Vinutaa S, Vice-President and Sector Head – Corporate Ratings, ICRA, said, "Domestic OEM demand constitutes over 50 per cent of sales for the Indian auto component industry, and this is expected to moderate in FY2025, especially for passenger and commercial vehicles.”
 
 
She added that replacement demand is expected to remain stable in FY2025, growing at 5-7 per cent. 
 
“Exports, which account for 29 percent of the industry revenues, are likely to remain weak in FY2025, impacted by expectations of low growth in end markets. However, ancillaries will benefit from supplies to new platforms as the global OEMs diversify their vendor base and increase outsourcing,” she added.
 
Over a medium to long term, however, ICRA expects electric vehicle opportunities, premiumisation of vehicles and focus on localization, changes in regulatory norms would support stable growth for the auto components suppliers aided by higher content per vehicle. Around 50-100 bps improvement is expected in FY24 reaching the pre-Covid19 levels of 11-11.5 percent.

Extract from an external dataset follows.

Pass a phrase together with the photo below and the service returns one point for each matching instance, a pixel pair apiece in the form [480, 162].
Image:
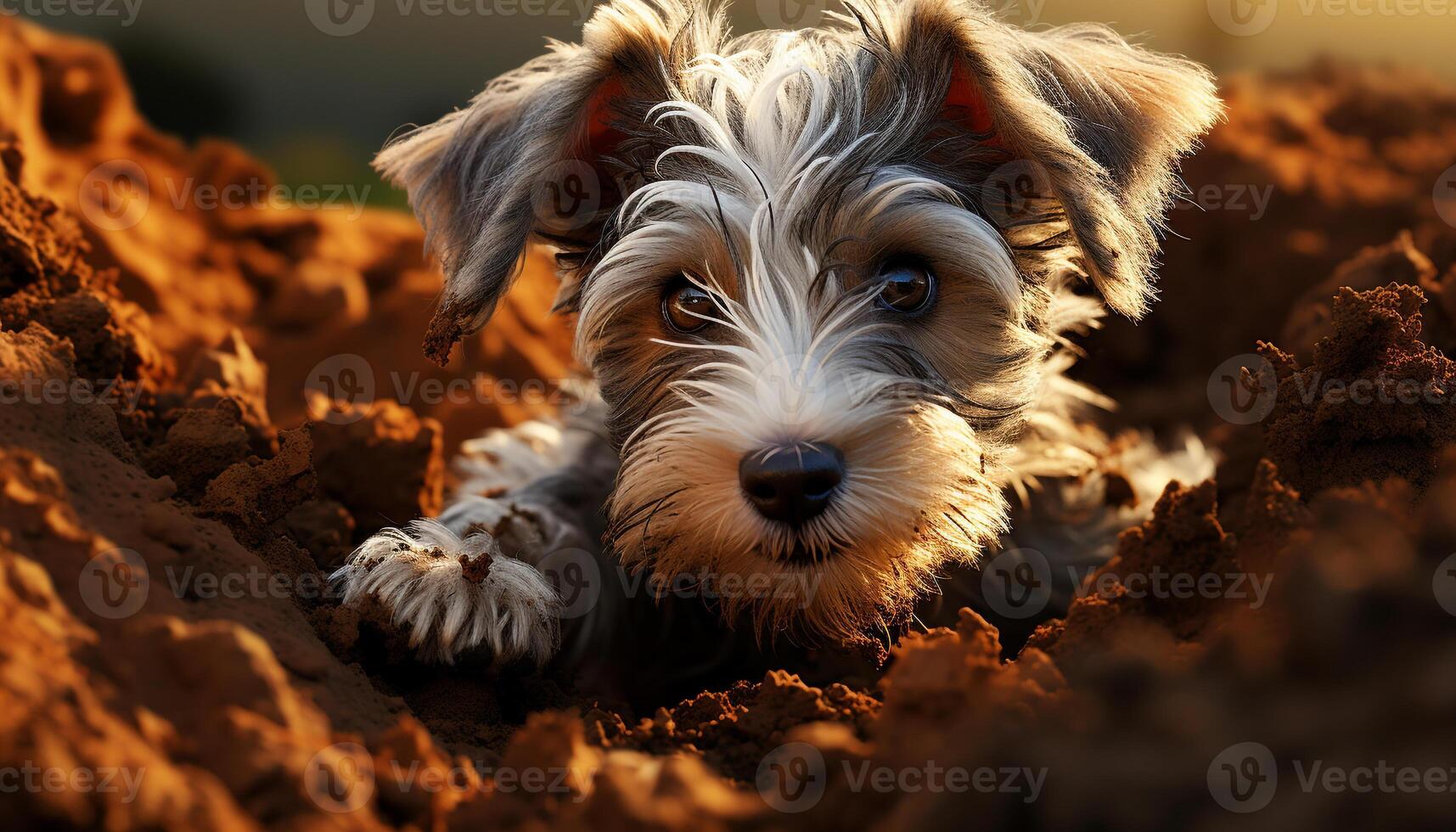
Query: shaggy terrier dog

In FY25 too margins will see an improvement of 50-100 bps YoY, the agency felt.
 
On the EV front, there is significant opportunity. At present, only 30-40 percent of the EV supply chain is localised. The Indian e-2W component market potential is expected to be over Rs. 100,000 crore by 2030, while the e-PV component is expected to be another Rs. 50,000 crore at least, in terms of revenue potential for ancillaries.
 
However, the ongoing Red Sea route trouble has resulted in a surge in container rates in January (2-3times) and also earnings will remain exposed to volatilities in commodity costs. “Given that close to two-thirds of the auto component exports are to North America and Europe, and one-third of the imports are from these regions, a sharp and sustained increase in freight rates could have a bearing on margins for these players over the next few quarters,” ICRA said.